The monthly sentiment survey tracks the RICS community’s view on market demand and supply. This month, continued negative sentiment predicts “subdued conditions… over the coming months, while the outlook for the year ahead has also softened noticeably.”
New buyer enquiries remained firmly negative in April, recording a net balance of -34%, albeit slightly improved from -40% recorded in March. Agreed sales also remained weak, with a net balance of -36%, broadly unchanged from -35% previously. Sales expectations for the next three months registered -32%, while twelve-month sales expectations softened to -6%, marking a move into marginally negative territory.
On the supply side, two months of neutral and then negative responses to questions about future pipeline suggests listings could weaken with the new appraisals measure falling to -16%, down from zero the previous month. This is starting to show in new instructions which were broadly flat said RICS; new instructions recorded a net balance of -3%.
The consensus amongst surveyors in London, the South East, East Anglia and the South West is that pricing will continue to come under pressure. The North of England may fare better, with marginally positive readings from respondents .

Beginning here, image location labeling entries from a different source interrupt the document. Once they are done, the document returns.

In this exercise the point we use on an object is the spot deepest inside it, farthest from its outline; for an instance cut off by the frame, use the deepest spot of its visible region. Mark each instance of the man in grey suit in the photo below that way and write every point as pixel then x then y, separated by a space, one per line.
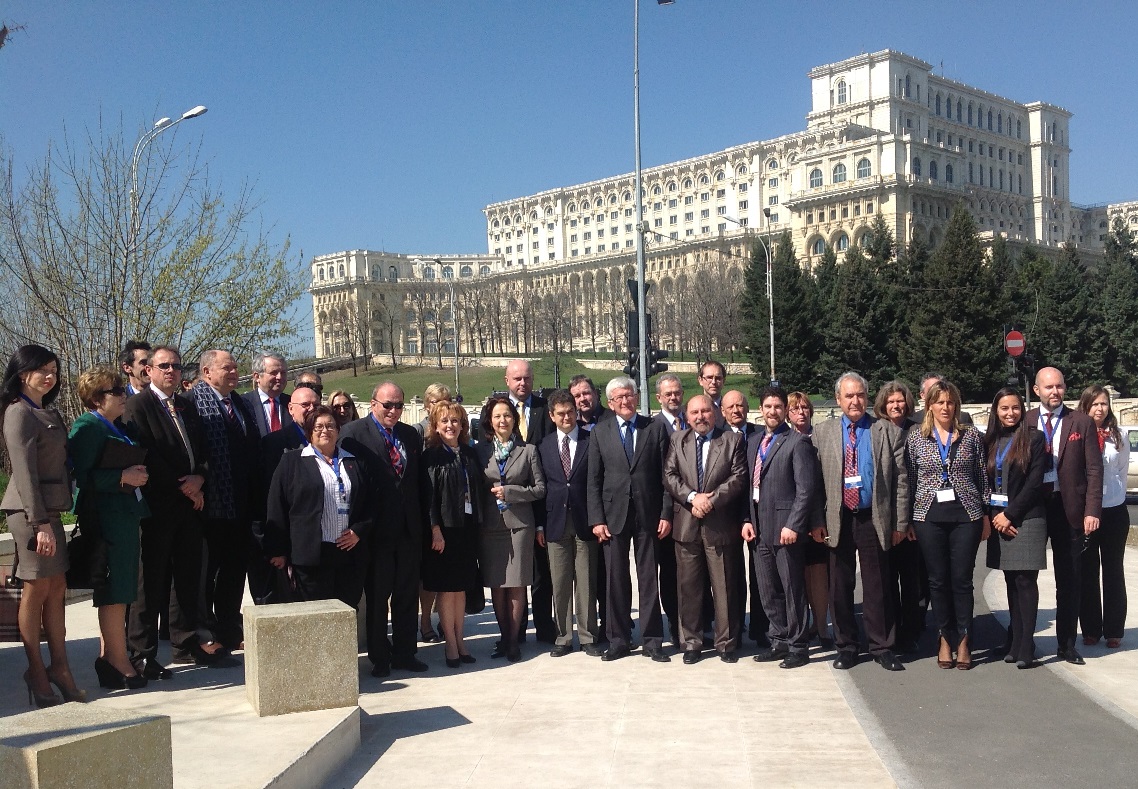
pixel 866 488
pixel 782 466
pixel 704 474
pixel 627 506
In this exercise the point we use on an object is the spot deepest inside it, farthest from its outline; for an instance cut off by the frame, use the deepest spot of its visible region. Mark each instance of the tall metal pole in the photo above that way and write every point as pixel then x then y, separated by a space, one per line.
pixel 641 287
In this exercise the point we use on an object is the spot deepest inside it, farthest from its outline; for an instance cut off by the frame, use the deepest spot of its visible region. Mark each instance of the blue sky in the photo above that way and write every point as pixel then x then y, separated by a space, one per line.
pixel 392 124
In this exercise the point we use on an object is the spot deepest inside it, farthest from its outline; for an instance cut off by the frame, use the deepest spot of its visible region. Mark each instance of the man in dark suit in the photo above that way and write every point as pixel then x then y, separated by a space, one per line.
pixel 627 506
pixel 166 425
pixel 866 488
pixel 393 452
pixel 669 394
pixel 232 462
pixel 534 425
pixel 783 468
pixel 1072 495
pixel 566 531
pixel 704 474
pixel 267 401
pixel 273 446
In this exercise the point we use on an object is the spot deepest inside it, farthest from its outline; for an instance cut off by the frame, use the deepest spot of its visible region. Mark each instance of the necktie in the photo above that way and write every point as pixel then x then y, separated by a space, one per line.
pixel 849 469
pixel 566 462
pixel 181 429
pixel 700 441
pixel 274 418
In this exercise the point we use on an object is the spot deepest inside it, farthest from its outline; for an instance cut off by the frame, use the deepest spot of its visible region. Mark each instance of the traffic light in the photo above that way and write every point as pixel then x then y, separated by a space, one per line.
pixel 632 369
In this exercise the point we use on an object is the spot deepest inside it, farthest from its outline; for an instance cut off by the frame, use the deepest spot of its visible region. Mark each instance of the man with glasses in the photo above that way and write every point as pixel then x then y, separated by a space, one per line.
pixel 167 426
pixel 267 400
pixel 393 452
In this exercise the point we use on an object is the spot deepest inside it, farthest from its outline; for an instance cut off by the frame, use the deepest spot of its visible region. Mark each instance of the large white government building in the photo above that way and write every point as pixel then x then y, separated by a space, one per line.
pixel 884 136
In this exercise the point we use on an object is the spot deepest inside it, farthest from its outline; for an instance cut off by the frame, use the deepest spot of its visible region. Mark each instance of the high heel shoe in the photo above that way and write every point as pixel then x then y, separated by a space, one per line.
pixel 72 693
pixel 112 679
pixel 945 654
pixel 41 701
pixel 964 655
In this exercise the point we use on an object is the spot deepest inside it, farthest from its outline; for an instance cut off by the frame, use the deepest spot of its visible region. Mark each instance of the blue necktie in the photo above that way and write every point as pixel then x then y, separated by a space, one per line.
pixel 700 441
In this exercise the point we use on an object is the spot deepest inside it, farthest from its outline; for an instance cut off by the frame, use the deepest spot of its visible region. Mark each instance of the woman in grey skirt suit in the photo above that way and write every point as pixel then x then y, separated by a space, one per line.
pixel 1016 460
pixel 38 491
pixel 512 479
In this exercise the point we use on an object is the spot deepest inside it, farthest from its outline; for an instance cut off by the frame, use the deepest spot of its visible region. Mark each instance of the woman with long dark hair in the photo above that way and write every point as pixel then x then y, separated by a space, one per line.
pixel 1106 547
pixel 39 490
pixel 1016 461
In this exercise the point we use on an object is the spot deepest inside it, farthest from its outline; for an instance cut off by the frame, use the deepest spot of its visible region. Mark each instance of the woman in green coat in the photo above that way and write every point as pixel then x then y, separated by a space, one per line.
pixel 110 504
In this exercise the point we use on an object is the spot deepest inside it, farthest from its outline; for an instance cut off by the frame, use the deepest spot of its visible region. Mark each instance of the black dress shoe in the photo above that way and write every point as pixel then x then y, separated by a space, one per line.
pixel 794 660
pixel 889 662
pixel 616 654
pixel 770 655
pixel 1071 655
pixel 153 670
pixel 410 664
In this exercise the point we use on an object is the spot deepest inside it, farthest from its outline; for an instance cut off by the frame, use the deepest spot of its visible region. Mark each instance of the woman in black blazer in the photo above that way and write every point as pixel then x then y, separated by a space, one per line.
pixel 1016 460
pixel 320 508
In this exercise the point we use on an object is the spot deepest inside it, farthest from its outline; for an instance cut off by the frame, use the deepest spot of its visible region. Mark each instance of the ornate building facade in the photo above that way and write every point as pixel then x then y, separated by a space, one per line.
pixel 884 136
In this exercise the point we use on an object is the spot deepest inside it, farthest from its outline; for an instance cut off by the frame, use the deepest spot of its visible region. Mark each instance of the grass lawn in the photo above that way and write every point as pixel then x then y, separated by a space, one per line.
pixel 479 381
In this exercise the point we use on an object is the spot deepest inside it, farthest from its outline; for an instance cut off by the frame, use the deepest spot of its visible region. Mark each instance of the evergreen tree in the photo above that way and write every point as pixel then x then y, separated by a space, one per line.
pixel 955 328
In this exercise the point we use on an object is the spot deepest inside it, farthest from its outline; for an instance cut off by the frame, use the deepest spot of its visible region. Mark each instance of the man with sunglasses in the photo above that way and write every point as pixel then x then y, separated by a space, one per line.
pixel 166 424
pixel 393 452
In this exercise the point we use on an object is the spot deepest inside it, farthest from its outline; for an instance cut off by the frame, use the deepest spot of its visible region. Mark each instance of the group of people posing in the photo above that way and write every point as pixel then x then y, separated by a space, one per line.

RICS head of market research and analysis, Tarrant Parsons, said: “April’s results show a housing market still in the grip of macro headwinds stemming from the Middle East conflict.
“Recent warnings from the Bank of England that interest rate rises may be required to tackle renewed inflation, driven by elevated oil prices and disrupted supply chains, underline the challenging environment facing buyers. Until there is a clearer path for inflation and borrowing costs, activity and sentiment look set to remain subdued, particularly across southern England and London where affordability pressures are most acute.”
Many of the members RICS spoke to for its report referenced the conflict in the Middle East affecting confidence. In London, Roshan Sivapalan MRICS of Blakes Surveyors, said: “Ongoing Middle East uncertainty and recent mortgage rate increases are suppressing sales activity. However, demand persists for realistically priced stock, and the market continues to function where pricing aligns with buyer expectations.”
Confidence is proving more resilient in the North of England, as illustrated by Neil Foster MRICS of Hadrian Property Partners in Northumberland.
He said: “The sales market shuddered at the start of conflict in the Middle East, and the continued (relatively) high cost of borrowing has suppressed the investment market. However, sales activity appears to be reviving, and we expect May to yield an increase in activity.”